NIA questions over 20 persons in probe of ‘ISIS Maha module’

NIA questions over 20 persons in probe of ‘ISIS Maha module’

The National Investigation Agency (NIA) on Monday questioned more than 20 persons from Thane, Mumbai and Bangalore as part of its crackdown on the alleged Maharashtra module of the proscribed terror organisation, ISIS (Islamic State of Iraq and Syria). The persons were summoned “on suspicion”, said an NIA official.

Among those questioned was Areeb Majeed, a resident of Kalyan, who in 2014 had allegedly gone to Syria to join ISIS. Majeed returned to India in November 2014, after which he was arrested by the NIA. He is currently out on bail.

On Saturday, the agency had conducted searches at 44 locations in Maharashtra and Karnataka and arrested 15 persons from Padgha in Thane district for allegedly indulging in terror acts for ISIS. It said it had found weapons, cash, digital devices and flags of Hamas during the searches carried out in Padgha, Thane, Kalyan, Mira Road and Pune in Maharashtra, and Bengaluru in Karnataka.

The agency also revealed that it had arrested Mohammed Saquib Abdul Hamid Nachan alias Raveesh alias Saquib alias Khalid, the main accused and the self-declared leader of the group of arrested persons. Nachan had allegedly assumed the rights of administering ‘bayath’ (the path of alliance towards the Khalifa of ISIS) to persons joining the proscribed organisation, said police officials familiar with the investigations.

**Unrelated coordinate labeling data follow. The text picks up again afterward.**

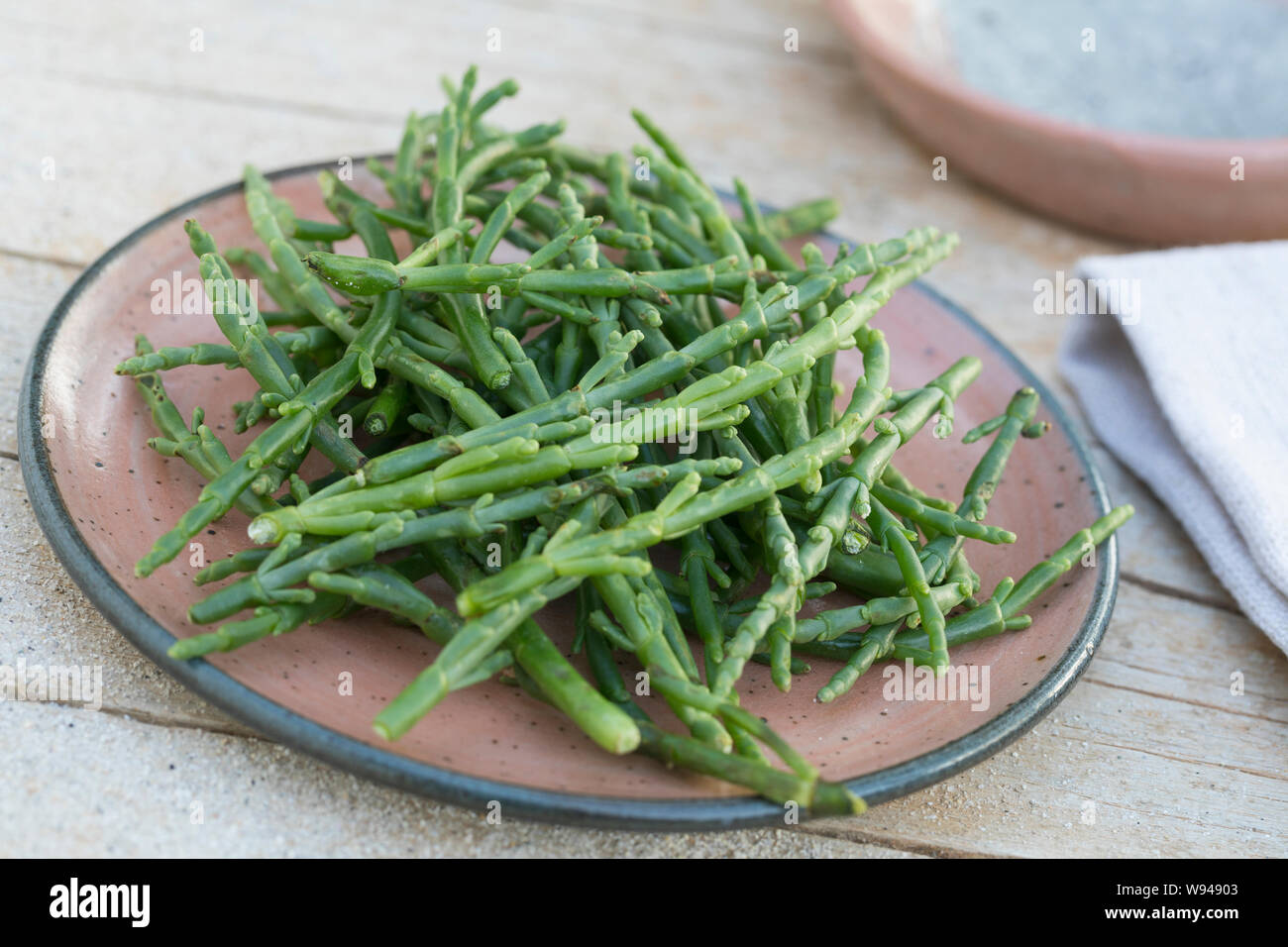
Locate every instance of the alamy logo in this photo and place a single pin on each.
(1080, 295)
(918, 684)
(102, 900)
(629, 424)
(55, 684)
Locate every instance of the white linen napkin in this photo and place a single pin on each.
(1180, 360)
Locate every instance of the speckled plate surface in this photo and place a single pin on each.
(102, 496)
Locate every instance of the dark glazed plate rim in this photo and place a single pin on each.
(133, 620)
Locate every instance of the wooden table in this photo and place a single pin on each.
(114, 116)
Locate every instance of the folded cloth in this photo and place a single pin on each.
(1180, 360)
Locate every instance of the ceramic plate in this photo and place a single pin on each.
(1145, 187)
(103, 496)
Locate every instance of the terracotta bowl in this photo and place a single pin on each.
(1155, 188)
(103, 496)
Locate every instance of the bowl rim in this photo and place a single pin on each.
(348, 754)
(1180, 150)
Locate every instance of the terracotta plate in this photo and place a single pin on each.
(1145, 187)
(102, 497)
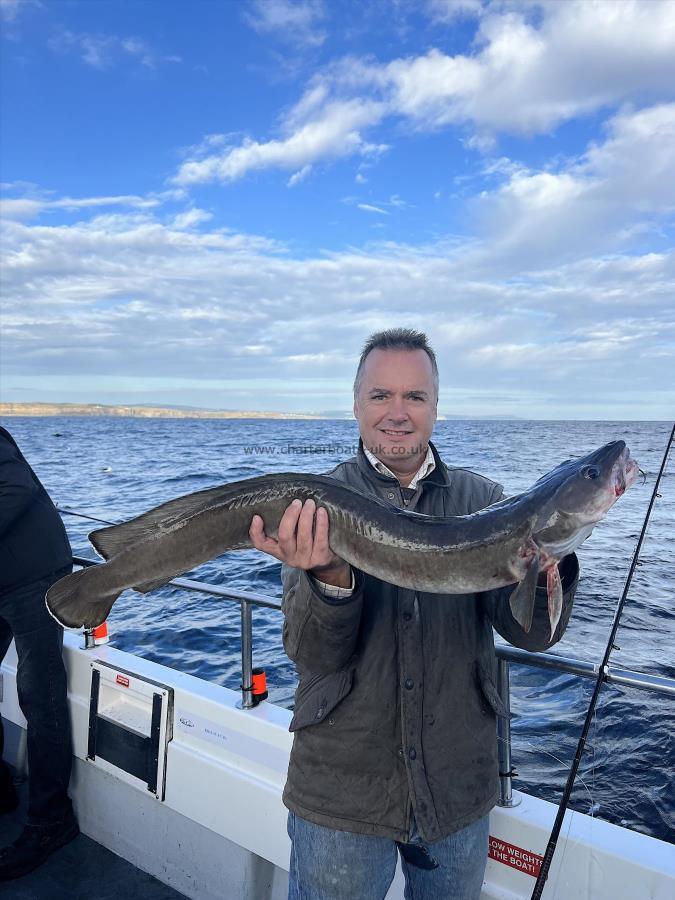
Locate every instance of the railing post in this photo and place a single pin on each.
(246, 656)
(504, 738)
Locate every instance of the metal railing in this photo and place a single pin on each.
(505, 656)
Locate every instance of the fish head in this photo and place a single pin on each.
(593, 483)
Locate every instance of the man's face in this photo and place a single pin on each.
(396, 407)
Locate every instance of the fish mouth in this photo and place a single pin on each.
(624, 472)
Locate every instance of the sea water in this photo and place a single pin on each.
(116, 468)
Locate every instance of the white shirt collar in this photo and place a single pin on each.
(427, 466)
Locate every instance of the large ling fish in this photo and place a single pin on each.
(511, 542)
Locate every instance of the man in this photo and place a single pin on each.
(396, 707)
(34, 553)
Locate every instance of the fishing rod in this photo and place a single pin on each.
(602, 673)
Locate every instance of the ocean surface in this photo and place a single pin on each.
(116, 468)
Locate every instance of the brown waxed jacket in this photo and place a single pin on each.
(396, 706)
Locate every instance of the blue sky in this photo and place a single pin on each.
(214, 204)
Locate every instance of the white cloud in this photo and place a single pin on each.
(299, 176)
(535, 66)
(30, 207)
(102, 51)
(335, 133)
(293, 21)
(190, 218)
(451, 10)
(10, 9)
(181, 302)
(367, 207)
(599, 202)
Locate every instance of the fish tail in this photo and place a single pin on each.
(74, 603)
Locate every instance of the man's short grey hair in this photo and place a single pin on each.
(396, 339)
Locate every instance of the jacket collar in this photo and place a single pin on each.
(439, 475)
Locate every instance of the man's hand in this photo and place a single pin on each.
(303, 543)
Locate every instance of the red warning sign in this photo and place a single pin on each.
(516, 857)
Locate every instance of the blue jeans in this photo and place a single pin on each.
(341, 865)
(41, 686)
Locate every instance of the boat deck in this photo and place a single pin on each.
(82, 870)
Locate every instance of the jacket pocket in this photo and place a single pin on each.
(489, 691)
(318, 695)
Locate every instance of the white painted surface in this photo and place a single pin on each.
(225, 771)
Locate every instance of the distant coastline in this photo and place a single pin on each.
(140, 412)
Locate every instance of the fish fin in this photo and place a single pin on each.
(554, 586)
(74, 604)
(522, 598)
(108, 542)
(151, 585)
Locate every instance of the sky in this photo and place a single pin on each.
(214, 204)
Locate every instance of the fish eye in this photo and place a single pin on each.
(591, 472)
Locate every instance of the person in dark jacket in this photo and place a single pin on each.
(34, 553)
(395, 712)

Nachan was convicted in the 2002-2003 blasts at Mumbai Central railway station, Vile Parle and Mulund under the Prevention of Terrorism Act and was sentenced to ten years’ imprisonment. After he was released, he settled down in Padgha again.

The agency claimed that the accused were operating on the directions of their foreign handlers and had been actively involved in various terrorist activities, including fabrication of IEDs, “to further the violent and destructive agenda of ISIS”. The accused are all allegedly members of the ISIS Maharashtra module and were operating from Padgha, Thane and Borivali areas, where they had “hatched a conspiracy to spread terror and violence across India”, said an NIA officer.

“Pursuing the path of violent jihad and khilafat, the accused had aimed to disturb the peace and communal harmony of the country and wage a war against the Government of India,” he claimed. “Preliminary investigations have revealed that they had declared the village of Padgha in rural Thane as a ‘liberated zone’ and as ‘Al Sham’. They were motivating impressionable Muslim youth to relocate to Padgha in order to strengthen the Padgha base.”